If the trend of COVID-19 cases continues upward, Inslee warns that he would consider moving counties back in their reopening phases.
“Here’s the good news: we know what works,” said Inslee, noting that face masks greatly reduce coronavirus infections—and that his ‘no mask, no service’ order is now in place.
“So far local leaders, east and west of the Cascades, are telling us that they’re getting tremendous increases, already, in adherence to this facial covering requirement,” said Inslee. “People are realizing this is not a partisan issue; it’s simply a life-saving step.”
The Governor’s Office says that, just weeks ago, around 35 percent of Yakima residents were wearing masks. Now, Inslee says that rate is around 90 percent. Similarly, Commissioner Delvin told Inslee that mask-wearing in Tri-Cities is around 90 percent, as well.
One of the most important steps, Inslee said, is listening to contact tracers.
“This is a long fight. We’re in the bottom of the third; we’re not in the ninth inning, here. We simply are not done,” said Inslee. “We do not have a vaccine, but we have each other.”
Presenting a graph of Washington’s infections over time, Inslee pointed out the plummeting numbers in April, May and early June. Since then, cases have risen dramatically since then; Inslee said that Washingtonians will simply have to lowers the numbers once again.
“We don’t need to be afraid, we just have to be committed,” said Inslee. “This virus is only going to go away when we make it go away.”

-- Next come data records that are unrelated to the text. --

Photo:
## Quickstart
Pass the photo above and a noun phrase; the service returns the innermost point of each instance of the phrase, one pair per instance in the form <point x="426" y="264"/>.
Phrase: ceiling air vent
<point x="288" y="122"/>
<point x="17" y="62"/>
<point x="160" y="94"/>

Inslee said the rate of positive tests is increasing in most regions—in mid-June, Inslee said positives made up 3.8 percent of tests; by late June it was 5 percent and is steadily increasing. According to the World Health Organization, a country with infection rates that high should not lift restrictions.

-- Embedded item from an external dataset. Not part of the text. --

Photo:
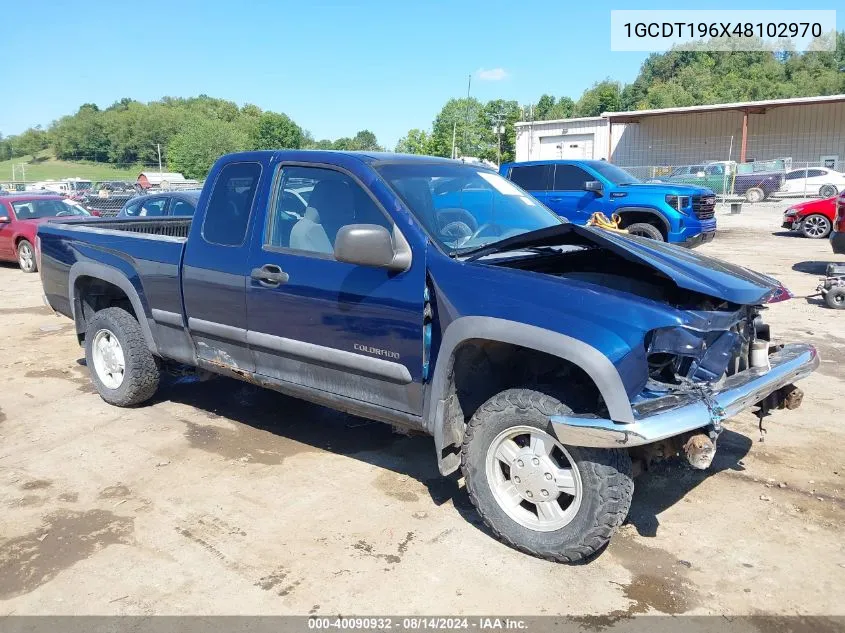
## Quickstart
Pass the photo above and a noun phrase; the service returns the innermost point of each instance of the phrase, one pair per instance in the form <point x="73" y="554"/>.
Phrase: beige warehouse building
<point x="807" y="131"/>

According to the Governor’s Office, lower positives can be achieved through more testing.
State Health Officer Dr. Kathy Lofy addressed the rising COVID cases, as well, saying that the state’s disease modeling team has determined that disease activity is increasing.
With that, hospitalizations and positive cases are rising and are no longer confined to hotspots around the state; it is now simply statewide transmission.
Dr. Lofy said that if this trend continues, many hospitals will be full of COVID-19 patients through the summer and into the fall, setting them up poorly for another wave of hospitalizations.
“If we want to be successful, as a state, in managing this pandemic, we all need to do our part,” said Dr. Lofy.
She said the most important measure in stopping the spread of the coronavirus is isolation—if you have COVID-19, stay home and get tested. Most people, Dr. Lofy said, are contagious at the start of their illness.
If you live with someone who has the virus, you must stay home as well, even if you test negative, according to Dr. Lofy.
Inslee said he is confident in public compliance of his mask order.
Before wrapping up, Inslee commented on the Trump administration’s decision to block international students from entering the country if their university’s classes are being held online.
“This is a typically xenophobic and reckless act by the administration,” said Inslee, “it creates perverse incentives to force universities to do in-person classes, even if they consider that to be unwise and unhealthy.”
With that, Inslee noted that he is working with local leaders and the University of Washington to determine safe ways to hold in-person classes.